"You inserted in your issue of Tuesday last a paragraph based upon a few words which I let fall, the other evening, in the course of a lecture, which I was delivering at the Santé on foreign politics. Your correspondent's paragraph, although accurate in all essential particulars, requires a slight correction. The letters exist, as stated, and it is impossible to deny their exceptional importance, seeing that, for ten years, they have been the object of an uninterrupted search on the part of the government interested. But nobody knows where they are hidden and nobody knows a single word of what they contain.

"The public, I am convinced, will bear me no ill-will if I keep it waiting for some time before satisfying its legitimate curiosity. Apart from the fact that I am not in possession of all the elements necessary for the pursuit of the truth, my present occupation does not allow me to devote so much time as I could wish to this matter.

"All that I can say for the moment is that the letters were entrusted by the dying statesman to one of his most faithful friends and that this friend had eventually to suffer the serious consequences of his loyalty. Constant spying, domiciliary visits, nothing was spared him.

"I have given orders to two of the best agents of my secret police to take up this scent from the start in a position to get to the bottom of this exciting mystery.
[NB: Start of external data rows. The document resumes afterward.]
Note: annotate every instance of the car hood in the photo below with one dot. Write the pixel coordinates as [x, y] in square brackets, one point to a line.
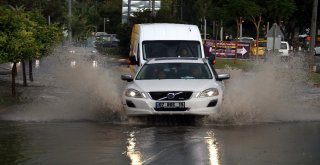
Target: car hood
[173, 85]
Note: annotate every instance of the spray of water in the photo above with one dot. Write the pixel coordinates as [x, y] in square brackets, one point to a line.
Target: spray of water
[73, 89]
[275, 90]
[272, 91]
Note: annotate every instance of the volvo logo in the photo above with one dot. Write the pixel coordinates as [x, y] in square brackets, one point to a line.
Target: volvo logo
[170, 95]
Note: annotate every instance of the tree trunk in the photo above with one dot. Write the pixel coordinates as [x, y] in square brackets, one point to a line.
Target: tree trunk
[30, 70]
[24, 74]
[13, 77]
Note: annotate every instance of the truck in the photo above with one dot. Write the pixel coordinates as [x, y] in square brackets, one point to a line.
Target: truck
[154, 40]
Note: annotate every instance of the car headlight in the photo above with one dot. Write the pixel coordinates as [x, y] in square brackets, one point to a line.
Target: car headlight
[209, 92]
[134, 93]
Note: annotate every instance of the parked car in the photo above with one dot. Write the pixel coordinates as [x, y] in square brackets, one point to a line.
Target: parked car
[284, 48]
[174, 86]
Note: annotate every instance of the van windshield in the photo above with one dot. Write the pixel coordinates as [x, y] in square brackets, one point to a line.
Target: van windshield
[174, 71]
[164, 48]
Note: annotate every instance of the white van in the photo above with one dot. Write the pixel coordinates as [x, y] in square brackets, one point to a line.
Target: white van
[156, 40]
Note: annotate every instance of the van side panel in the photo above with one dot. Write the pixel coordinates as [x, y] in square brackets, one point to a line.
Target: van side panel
[134, 41]
[162, 32]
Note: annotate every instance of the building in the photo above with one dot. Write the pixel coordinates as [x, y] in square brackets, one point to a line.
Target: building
[130, 6]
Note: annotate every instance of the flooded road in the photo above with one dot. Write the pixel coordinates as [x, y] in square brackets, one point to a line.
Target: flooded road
[105, 143]
[72, 114]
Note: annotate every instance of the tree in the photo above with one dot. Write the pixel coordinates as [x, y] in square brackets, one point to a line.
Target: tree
[18, 39]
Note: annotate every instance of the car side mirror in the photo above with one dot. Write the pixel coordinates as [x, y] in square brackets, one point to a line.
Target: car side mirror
[223, 77]
[127, 77]
[133, 60]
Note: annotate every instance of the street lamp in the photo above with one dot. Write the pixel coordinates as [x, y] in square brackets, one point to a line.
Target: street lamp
[104, 23]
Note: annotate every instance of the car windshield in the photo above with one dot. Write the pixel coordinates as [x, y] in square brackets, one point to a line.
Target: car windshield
[154, 49]
[262, 44]
[283, 46]
[174, 71]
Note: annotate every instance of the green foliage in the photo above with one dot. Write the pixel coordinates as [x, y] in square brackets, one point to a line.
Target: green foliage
[24, 35]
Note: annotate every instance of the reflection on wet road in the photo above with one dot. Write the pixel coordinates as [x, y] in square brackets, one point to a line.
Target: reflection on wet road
[103, 143]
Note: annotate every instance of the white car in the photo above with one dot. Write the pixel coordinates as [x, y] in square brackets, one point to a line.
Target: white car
[174, 86]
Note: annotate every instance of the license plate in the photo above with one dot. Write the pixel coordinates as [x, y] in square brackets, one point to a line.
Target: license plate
[170, 105]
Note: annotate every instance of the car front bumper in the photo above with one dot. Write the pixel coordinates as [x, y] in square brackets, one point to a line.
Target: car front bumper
[194, 106]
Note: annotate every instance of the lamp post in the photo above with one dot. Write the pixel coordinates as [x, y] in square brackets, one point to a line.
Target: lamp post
[69, 23]
[104, 23]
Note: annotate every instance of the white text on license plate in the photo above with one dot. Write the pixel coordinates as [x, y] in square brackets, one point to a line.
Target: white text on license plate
[169, 104]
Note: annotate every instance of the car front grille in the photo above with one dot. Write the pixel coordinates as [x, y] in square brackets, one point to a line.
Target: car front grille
[173, 95]
[171, 109]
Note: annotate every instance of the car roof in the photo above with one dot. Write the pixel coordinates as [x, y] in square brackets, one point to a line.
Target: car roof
[176, 60]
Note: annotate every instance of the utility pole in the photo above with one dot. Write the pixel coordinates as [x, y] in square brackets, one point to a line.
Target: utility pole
[153, 8]
[181, 10]
[313, 34]
[129, 10]
[69, 23]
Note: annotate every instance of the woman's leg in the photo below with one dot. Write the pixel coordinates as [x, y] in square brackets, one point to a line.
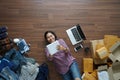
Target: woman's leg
[67, 76]
[75, 71]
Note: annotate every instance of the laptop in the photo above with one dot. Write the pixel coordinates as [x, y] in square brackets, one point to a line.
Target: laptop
[75, 34]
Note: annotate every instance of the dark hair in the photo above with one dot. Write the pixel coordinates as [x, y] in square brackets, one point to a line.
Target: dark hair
[45, 36]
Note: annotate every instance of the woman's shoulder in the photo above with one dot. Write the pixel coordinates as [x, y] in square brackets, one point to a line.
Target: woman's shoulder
[60, 40]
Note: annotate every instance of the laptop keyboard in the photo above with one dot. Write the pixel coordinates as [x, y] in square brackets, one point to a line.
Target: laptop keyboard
[75, 34]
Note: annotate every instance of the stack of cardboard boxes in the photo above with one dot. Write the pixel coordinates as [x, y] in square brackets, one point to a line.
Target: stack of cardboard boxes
[104, 50]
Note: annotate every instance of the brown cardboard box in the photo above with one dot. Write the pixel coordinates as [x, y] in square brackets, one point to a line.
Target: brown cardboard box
[88, 64]
[88, 76]
[102, 53]
[115, 52]
[109, 40]
[114, 71]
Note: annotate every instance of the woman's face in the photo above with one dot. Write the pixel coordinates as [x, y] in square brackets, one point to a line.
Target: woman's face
[50, 37]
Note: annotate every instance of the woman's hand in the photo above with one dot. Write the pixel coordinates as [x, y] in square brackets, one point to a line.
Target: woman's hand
[60, 47]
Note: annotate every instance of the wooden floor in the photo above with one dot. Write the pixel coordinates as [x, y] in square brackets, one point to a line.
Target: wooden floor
[29, 19]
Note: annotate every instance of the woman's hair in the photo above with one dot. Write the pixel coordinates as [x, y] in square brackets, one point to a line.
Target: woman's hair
[45, 36]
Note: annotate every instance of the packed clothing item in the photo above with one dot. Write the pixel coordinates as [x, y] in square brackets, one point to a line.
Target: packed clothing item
[6, 43]
[15, 66]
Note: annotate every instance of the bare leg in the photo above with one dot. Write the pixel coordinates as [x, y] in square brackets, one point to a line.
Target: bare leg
[77, 79]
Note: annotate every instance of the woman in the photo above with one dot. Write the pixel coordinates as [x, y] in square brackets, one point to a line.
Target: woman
[64, 62]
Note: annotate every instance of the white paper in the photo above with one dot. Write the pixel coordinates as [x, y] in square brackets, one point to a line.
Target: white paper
[52, 48]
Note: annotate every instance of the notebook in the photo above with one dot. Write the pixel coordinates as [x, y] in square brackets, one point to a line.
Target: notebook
[75, 34]
[52, 48]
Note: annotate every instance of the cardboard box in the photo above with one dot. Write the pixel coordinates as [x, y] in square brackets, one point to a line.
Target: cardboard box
[88, 64]
[115, 52]
[93, 46]
[109, 40]
[102, 53]
[114, 71]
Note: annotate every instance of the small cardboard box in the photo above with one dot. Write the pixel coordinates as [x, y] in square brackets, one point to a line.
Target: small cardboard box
[109, 40]
[88, 64]
[114, 71]
[115, 52]
[102, 53]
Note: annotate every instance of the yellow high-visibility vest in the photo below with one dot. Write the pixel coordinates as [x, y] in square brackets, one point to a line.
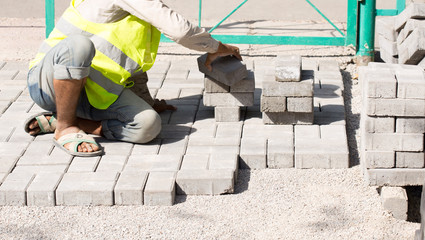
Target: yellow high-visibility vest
[122, 48]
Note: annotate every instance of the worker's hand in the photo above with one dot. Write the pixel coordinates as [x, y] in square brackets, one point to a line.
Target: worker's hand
[223, 50]
[160, 106]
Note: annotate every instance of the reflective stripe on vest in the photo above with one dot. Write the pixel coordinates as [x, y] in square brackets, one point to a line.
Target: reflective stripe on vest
[122, 48]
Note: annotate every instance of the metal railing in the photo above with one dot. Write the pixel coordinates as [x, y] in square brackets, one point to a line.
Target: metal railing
[359, 33]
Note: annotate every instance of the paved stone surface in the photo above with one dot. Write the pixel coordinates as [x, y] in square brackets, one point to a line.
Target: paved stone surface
[194, 153]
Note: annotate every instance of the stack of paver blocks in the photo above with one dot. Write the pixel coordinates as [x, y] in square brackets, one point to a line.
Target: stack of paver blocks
[401, 37]
[287, 96]
[393, 124]
[228, 87]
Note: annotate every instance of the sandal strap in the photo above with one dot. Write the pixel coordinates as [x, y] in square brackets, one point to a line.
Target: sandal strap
[76, 139]
[44, 124]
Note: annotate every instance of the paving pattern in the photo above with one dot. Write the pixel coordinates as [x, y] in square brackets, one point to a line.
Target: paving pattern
[193, 155]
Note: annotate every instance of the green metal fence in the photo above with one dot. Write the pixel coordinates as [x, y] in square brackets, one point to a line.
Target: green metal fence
[359, 33]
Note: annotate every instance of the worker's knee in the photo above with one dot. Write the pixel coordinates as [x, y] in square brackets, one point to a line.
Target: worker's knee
[73, 58]
[149, 126]
[83, 50]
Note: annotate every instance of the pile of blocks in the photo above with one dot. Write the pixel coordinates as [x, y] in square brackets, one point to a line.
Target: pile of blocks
[401, 37]
[287, 95]
[228, 86]
[393, 124]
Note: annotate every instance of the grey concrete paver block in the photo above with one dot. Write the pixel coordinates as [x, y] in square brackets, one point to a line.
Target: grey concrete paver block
[395, 177]
[7, 163]
[173, 146]
[112, 163]
[253, 153]
[160, 189]
[245, 85]
[273, 104]
[129, 188]
[205, 182]
[83, 164]
[280, 152]
[163, 162]
[394, 141]
[12, 148]
[378, 124]
[410, 125]
[212, 149]
[385, 27]
[94, 189]
[394, 200]
[195, 161]
[328, 65]
[379, 159]
[228, 70]
[213, 86]
[299, 104]
[413, 11]
[388, 46]
[30, 169]
[41, 191]
[286, 118]
[321, 146]
[227, 114]
[43, 160]
[410, 160]
[13, 189]
[411, 83]
[288, 68]
[272, 88]
[395, 107]
[380, 84]
[228, 99]
[412, 50]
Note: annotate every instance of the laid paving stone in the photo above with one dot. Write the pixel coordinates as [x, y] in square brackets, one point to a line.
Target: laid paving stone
[280, 152]
[150, 163]
[12, 148]
[253, 153]
[227, 114]
[379, 159]
[129, 188]
[83, 164]
[394, 200]
[13, 189]
[112, 163]
[286, 118]
[35, 169]
[7, 163]
[82, 189]
[228, 70]
[205, 182]
[321, 146]
[195, 161]
[160, 189]
[173, 146]
[41, 191]
[410, 125]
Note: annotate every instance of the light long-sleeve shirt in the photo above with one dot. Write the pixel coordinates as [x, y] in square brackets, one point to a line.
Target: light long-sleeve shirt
[155, 12]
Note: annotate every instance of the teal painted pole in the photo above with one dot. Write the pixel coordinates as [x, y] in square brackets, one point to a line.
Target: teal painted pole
[366, 46]
[200, 13]
[50, 16]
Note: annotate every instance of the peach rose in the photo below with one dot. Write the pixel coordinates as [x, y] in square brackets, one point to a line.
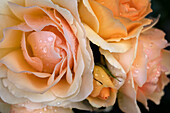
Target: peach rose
[131, 9]
[146, 78]
[45, 57]
[114, 35]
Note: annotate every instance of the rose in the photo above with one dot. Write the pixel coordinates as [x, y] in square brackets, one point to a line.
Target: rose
[114, 35]
[131, 9]
[45, 55]
[146, 79]
[112, 29]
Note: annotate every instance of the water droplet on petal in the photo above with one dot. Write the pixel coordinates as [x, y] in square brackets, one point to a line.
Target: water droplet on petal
[50, 39]
[58, 103]
[45, 109]
[98, 83]
[96, 74]
[45, 50]
[136, 71]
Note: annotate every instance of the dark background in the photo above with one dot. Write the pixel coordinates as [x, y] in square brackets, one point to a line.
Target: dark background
[161, 7]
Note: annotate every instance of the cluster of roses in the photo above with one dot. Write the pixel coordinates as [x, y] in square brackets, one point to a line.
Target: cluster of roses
[47, 65]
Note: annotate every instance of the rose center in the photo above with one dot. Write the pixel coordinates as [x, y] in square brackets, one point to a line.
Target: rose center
[43, 47]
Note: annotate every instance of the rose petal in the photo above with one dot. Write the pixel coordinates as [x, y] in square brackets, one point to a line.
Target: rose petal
[5, 9]
[7, 97]
[33, 97]
[86, 64]
[142, 98]
[4, 107]
[28, 82]
[9, 41]
[87, 15]
[16, 62]
[66, 4]
[41, 3]
[127, 97]
[165, 60]
[121, 47]
[6, 21]
[139, 68]
[130, 55]
[3, 71]
[19, 109]
[96, 102]
[109, 26]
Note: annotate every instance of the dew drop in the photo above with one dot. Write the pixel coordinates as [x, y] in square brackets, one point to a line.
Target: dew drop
[45, 109]
[98, 83]
[58, 103]
[150, 45]
[40, 41]
[50, 39]
[136, 71]
[45, 50]
[96, 74]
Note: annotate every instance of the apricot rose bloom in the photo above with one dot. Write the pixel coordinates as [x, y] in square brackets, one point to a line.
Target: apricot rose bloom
[131, 9]
[44, 54]
[146, 78]
[115, 35]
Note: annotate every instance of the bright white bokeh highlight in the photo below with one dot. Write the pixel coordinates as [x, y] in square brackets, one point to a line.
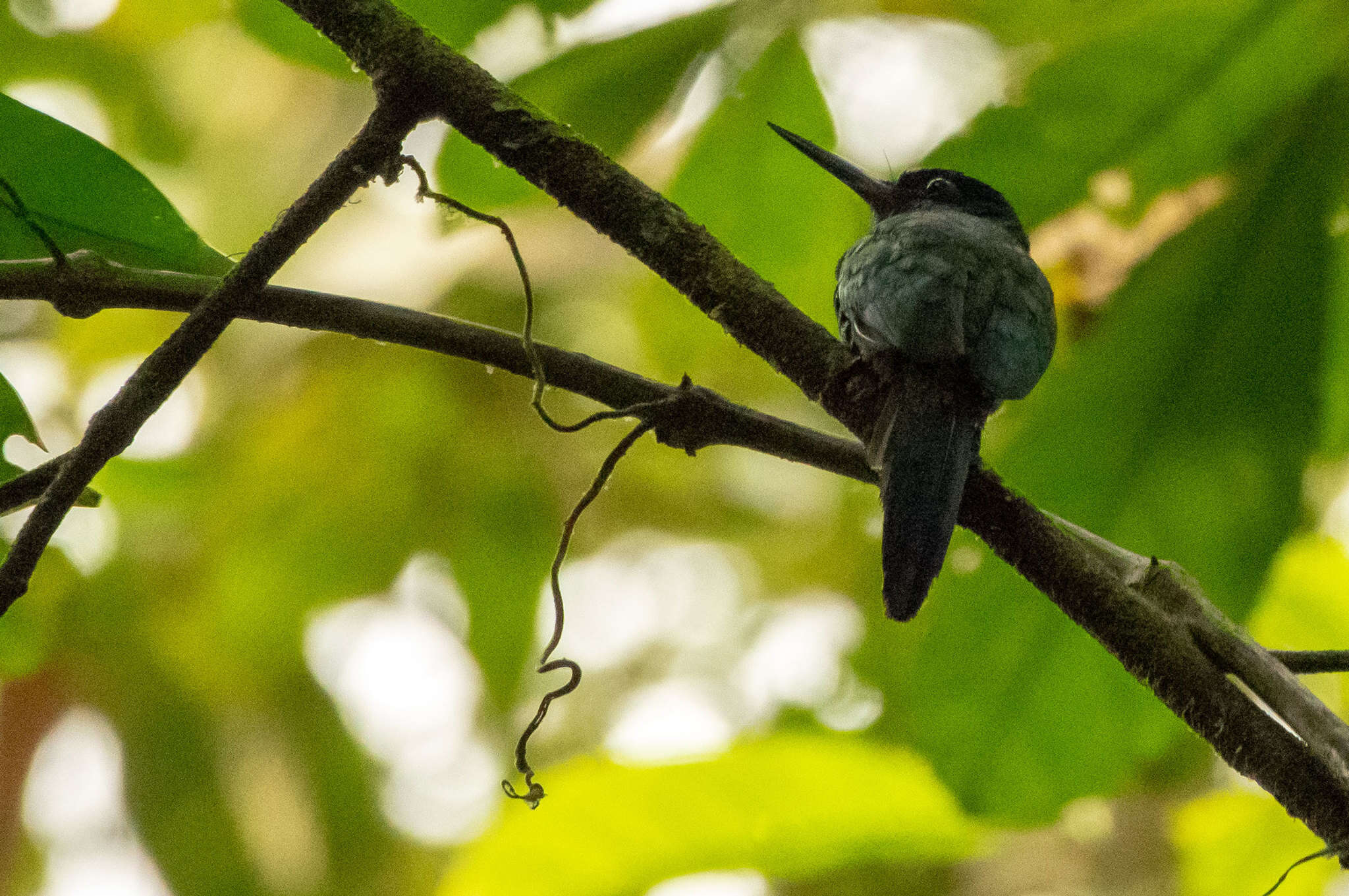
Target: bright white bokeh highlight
[117, 868]
[74, 807]
[47, 18]
[777, 488]
[640, 593]
[741, 883]
[65, 101]
[169, 431]
[611, 19]
[798, 658]
[900, 85]
[409, 691]
[38, 373]
[73, 791]
[679, 720]
[514, 45]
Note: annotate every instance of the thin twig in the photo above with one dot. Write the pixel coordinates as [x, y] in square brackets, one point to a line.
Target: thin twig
[1323, 853]
[535, 791]
[1311, 662]
[715, 421]
[528, 334]
[20, 212]
[113, 429]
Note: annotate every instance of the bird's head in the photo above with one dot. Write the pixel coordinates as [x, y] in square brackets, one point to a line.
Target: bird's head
[918, 190]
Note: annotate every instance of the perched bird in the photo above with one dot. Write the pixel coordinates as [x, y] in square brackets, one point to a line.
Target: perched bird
[942, 290]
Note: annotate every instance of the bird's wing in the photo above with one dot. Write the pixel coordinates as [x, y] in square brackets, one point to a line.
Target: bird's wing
[893, 296]
[1015, 340]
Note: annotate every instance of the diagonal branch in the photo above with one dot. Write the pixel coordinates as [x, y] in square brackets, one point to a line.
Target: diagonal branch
[113, 429]
[702, 419]
[1157, 624]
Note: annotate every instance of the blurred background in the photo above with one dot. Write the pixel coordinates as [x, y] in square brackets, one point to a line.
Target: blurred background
[293, 647]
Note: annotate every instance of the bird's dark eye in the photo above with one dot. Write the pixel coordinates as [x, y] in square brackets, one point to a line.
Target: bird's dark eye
[943, 189]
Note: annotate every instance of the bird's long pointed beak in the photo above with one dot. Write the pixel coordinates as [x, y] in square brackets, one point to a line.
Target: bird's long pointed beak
[875, 190]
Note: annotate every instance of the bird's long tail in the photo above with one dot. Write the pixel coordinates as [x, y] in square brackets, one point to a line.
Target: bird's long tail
[924, 461]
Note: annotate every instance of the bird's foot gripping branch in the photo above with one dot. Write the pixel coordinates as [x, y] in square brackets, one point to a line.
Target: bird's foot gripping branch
[1147, 614]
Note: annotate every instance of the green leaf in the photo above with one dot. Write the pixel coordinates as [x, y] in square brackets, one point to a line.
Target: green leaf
[606, 91]
[1178, 429]
[1230, 843]
[14, 421]
[790, 806]
[14, 417]
[776, 212]
[88, 197]
[277, 27]
[1165, 91]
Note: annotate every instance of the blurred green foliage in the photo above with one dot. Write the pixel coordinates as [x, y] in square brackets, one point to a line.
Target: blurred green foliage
[1199, 413]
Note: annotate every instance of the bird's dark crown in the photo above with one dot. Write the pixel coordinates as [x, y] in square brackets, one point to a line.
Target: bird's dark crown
[945, 189]
[915, 190]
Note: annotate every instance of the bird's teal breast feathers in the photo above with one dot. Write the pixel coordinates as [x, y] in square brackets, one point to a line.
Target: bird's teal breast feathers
[939, 286]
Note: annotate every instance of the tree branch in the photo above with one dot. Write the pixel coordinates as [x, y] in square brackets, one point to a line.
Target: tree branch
[703, 418]
[1158, 624]
[113, 429]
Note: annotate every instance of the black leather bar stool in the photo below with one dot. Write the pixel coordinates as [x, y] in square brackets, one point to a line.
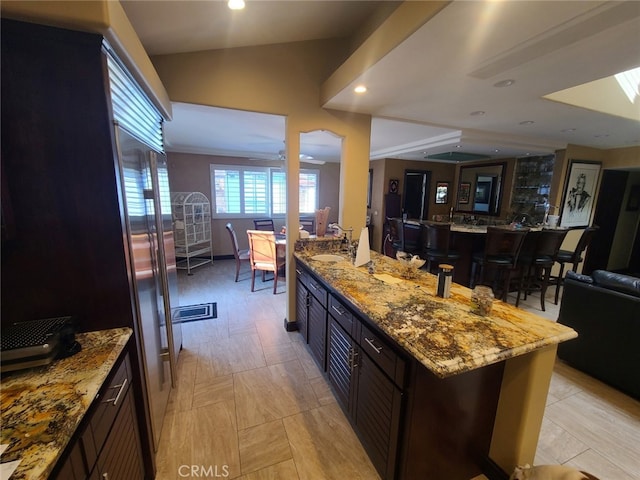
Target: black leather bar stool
[501, 252]
[437, 243]
[575, 257]
[537, 256]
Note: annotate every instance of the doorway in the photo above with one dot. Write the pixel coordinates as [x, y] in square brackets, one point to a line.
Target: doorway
[416, 194]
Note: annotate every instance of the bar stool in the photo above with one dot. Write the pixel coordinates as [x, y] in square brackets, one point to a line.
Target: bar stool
[501, 252]
[537, 256]
[575, 257]
[437, 243]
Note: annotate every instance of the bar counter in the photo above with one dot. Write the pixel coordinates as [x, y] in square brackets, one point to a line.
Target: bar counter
[461, 349]
[441, 333]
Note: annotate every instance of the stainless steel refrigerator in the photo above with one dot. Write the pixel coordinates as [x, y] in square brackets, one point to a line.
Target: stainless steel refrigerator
[146, 205]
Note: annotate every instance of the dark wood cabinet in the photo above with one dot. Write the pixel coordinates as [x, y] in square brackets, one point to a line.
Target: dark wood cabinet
[302, 308]
[377, 415]
[311, 311]
[107, 445]
[342, 358]
[367, 393]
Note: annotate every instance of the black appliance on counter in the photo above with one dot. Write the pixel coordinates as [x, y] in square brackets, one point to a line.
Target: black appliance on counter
[37, 342]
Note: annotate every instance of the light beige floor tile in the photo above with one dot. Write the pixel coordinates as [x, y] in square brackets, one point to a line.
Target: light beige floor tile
[279, 353]
[322, 390]
[613, 433]
[308, 363]
[325, 447]
[218, 389]
[262, 446]
[556, 445]
[271, 393]
[235, 354]
[281, 471]
[595, 464]
[205, 437]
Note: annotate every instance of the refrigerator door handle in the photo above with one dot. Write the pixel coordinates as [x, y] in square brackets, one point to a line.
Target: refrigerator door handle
[164, 282]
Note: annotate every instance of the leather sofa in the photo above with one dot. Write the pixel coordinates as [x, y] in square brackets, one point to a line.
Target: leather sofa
[604, 309]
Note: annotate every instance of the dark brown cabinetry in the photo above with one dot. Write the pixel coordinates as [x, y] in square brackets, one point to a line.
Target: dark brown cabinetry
[366, 374]
[108, 444]
[65, 253]
[311, 308]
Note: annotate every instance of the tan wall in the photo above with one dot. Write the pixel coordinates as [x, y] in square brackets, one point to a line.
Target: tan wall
[192, 173]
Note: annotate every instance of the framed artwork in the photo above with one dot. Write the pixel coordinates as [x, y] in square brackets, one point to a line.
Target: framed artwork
[633, 202]
[579, 191]
[482, 192]
[464, 192]
[442, 192]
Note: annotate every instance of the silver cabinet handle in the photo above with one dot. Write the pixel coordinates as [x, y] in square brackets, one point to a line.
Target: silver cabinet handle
[370, 342]
[117, 397]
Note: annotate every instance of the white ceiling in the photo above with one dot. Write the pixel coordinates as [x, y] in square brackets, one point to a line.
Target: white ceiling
[421, 95]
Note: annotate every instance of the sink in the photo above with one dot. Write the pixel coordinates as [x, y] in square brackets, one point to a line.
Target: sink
[328, 258]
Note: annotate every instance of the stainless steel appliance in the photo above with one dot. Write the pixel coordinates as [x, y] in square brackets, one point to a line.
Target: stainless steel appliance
[144, 185]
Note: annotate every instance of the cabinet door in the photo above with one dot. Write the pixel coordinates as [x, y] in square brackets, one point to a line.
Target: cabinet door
[317, 331]
[378, 416]
[342, 361]
[302, 309]
[121, 455]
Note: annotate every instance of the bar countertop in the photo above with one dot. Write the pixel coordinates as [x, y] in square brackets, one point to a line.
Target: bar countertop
[42, 407]
[442, 334]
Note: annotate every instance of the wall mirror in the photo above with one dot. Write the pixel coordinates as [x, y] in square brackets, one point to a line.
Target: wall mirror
[480, 189]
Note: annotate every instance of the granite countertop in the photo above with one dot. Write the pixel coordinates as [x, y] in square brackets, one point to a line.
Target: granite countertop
[442, 334]
[42, 407]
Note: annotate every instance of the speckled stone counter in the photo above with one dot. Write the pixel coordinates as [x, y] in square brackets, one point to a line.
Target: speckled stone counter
[42, 407]
[442, 334]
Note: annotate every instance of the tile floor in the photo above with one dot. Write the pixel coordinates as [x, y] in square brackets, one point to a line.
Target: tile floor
[251, 404]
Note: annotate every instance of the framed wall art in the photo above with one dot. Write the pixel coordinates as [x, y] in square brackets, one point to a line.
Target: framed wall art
[464, 192]
[579, 193]
[442, 192]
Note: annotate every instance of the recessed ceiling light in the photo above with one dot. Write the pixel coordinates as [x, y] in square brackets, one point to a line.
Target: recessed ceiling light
[504, 83]
[235, 4]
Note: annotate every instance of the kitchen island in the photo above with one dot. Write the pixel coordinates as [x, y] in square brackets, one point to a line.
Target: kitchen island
[43, 407]
[466, 393]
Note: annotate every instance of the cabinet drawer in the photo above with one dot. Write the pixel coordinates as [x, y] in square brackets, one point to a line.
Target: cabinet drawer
[302, 275]
[343, 316]
[109, 403]
[382, 354]
[318, 291]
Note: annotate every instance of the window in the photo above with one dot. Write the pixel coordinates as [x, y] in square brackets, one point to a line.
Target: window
[243, 191]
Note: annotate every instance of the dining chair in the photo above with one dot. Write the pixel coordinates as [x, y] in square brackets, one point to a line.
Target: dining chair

"I have the honor to be Sir,

"Your obedient servant,

"Arsène Lupin."

So it was Arsène Lupin who was conducting the case! It was he who, from his prison cell, was stage-managing the comedy or the tragedy announced in the first note. What luck! Everybody was delighted. With an artist like Lupin, the spectacle could not fail to be both picturesque and startling.

Three days later the Grand Journal contained the following letter from Arsène Lupin:

"The name of the devoted friend to whom I referred has been imparted to me. It was the Grand-Duke Hermann III., reigning (although dispossessed) sovereign of the Grand-duchy of Zweibrucken-Veldenz and a confidant of Prince Bismarck, whose entire friendship he enjoyed.